Вот ведь что интересно: борцам с кровавым режимом этот самый кровавый режим куда нужнее, чем ренегатам, ревизионистам и сторонникам жестких подходов! Борцы режимом живы. Нет режима, и кому они тогда нужны? Куда лучше, когда кто-нибудь замучен тяжелой неволей. Вы посмотрите на Явлинского — как он воспрял, когда НТВ закрывали! Настоящая оппозиция только кровью и питается, только на костях и пиарится — большевики это раньше других заметили, вот и стали провозглашать жертвой мирового капитала любого пекаря, умершего от сифилиса. Ведь сифилис — вещь буржуазная! Большинству наших оппозиционеров сегодня нечего предложить народу — все лозунги у них перехватили, а без лозунгов, сами по себе, они мало что представляют. Вот и заинтересованы паче всего в гонениях: Зюганову они в свое время ого-го как помогли бы! Теперь, стало быть, деятель культуры, давно ничего не пишущий, не ставящий и не снимающий, имеет уникальный шанс вернуть себе реноме народного героя: быстренько слепить деспота и оперативно против него восстать. Без фронды у нас нет гения, общество привычно стягивается в уродливое пятно именно той формы, которую оно так долго сохраняло...
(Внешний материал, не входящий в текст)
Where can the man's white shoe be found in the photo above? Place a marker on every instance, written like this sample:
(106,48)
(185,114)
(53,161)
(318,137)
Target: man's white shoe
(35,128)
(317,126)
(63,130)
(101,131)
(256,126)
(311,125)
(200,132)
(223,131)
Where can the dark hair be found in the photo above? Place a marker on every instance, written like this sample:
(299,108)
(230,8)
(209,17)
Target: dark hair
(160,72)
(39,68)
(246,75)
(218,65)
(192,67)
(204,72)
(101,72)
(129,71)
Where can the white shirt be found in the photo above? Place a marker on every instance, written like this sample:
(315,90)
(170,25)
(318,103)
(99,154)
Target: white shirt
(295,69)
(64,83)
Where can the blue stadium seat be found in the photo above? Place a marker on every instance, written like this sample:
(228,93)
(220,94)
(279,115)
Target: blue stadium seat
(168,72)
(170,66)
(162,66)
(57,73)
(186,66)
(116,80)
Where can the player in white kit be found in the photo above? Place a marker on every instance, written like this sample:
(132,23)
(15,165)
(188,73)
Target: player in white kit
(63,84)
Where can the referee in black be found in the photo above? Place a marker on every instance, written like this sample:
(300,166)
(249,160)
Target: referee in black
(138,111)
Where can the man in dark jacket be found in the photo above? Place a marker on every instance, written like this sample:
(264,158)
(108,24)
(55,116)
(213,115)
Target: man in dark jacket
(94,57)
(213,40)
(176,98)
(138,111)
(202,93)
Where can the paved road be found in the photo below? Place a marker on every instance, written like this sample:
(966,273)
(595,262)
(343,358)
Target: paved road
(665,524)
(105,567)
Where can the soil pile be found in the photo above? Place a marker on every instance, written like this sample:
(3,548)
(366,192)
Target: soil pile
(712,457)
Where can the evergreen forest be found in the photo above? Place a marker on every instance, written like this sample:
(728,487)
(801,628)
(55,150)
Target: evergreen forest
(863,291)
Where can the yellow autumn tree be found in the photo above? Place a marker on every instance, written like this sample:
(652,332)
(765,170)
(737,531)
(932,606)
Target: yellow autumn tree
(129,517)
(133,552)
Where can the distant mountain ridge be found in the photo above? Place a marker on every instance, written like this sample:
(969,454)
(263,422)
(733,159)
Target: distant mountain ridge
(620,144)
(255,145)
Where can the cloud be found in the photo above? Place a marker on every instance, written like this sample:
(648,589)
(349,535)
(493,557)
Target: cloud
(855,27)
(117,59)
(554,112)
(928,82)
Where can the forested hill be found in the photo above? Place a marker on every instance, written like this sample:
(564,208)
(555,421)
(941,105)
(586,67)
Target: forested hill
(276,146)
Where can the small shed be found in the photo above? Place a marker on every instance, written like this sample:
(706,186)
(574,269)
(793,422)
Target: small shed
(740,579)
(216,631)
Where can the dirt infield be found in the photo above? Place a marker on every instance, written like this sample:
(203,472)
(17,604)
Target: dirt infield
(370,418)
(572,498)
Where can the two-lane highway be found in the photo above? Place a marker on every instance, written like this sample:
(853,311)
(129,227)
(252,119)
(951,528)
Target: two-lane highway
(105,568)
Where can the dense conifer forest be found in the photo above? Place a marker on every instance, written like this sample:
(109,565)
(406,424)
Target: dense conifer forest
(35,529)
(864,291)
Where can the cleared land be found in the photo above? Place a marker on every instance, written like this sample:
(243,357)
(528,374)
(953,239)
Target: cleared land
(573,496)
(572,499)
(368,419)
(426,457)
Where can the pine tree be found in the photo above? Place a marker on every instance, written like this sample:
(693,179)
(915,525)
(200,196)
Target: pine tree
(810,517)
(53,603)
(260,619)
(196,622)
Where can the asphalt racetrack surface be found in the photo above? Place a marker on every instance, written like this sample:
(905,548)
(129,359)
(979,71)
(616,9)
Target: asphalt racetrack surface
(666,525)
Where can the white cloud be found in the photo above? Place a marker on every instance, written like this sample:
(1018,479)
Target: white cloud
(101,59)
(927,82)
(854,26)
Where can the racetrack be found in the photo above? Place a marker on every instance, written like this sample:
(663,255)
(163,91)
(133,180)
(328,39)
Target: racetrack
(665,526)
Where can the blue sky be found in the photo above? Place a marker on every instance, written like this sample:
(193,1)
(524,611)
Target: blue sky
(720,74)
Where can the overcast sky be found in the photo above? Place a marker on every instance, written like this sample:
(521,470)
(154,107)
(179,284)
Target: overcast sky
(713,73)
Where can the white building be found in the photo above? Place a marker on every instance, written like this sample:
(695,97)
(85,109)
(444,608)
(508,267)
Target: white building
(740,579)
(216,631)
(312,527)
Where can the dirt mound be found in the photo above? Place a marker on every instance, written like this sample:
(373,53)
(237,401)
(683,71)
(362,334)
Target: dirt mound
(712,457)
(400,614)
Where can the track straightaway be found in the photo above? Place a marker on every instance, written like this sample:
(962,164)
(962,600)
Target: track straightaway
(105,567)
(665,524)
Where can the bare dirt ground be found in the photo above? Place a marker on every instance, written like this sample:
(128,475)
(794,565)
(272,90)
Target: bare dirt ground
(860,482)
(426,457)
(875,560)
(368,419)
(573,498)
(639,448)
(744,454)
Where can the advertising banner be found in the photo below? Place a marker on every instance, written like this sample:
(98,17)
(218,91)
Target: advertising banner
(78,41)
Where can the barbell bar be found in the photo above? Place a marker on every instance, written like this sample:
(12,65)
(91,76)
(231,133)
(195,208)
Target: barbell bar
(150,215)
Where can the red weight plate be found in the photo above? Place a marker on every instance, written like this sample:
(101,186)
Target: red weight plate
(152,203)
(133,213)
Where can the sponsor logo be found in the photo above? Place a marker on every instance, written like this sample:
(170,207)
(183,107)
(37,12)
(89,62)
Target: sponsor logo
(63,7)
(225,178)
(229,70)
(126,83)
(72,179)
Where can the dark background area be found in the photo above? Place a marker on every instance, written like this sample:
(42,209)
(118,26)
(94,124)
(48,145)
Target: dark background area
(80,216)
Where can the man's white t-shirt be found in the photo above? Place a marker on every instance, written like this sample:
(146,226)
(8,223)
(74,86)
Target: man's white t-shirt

Некоторые спросят: а Киселев? Вот ведь настоящая, упорная, сильная оппозиция! Но не смешите меня, господа, я отлично помню, как НТВ поливало Березовского, как живого места на нем не оставляло. Сегодня это самое НТВ существует на его деньги и на его канале. Где спор идет о деньгах — там говорить смешно. И ни один публицист из оппозиционного стана не уговорит меня, что деньги сегодня тождественны свободе, что частный капитал выступает ее единственным гарантом. Я слишком хорошо знаю, как обстоят дела со свободой в телекомпаниях и изданиях, существующих на средства частного капитала. Более закрытых в информационном отношении сообществ я не встречал, хотя всю жизнь занимаюсь тоталитарными сектами.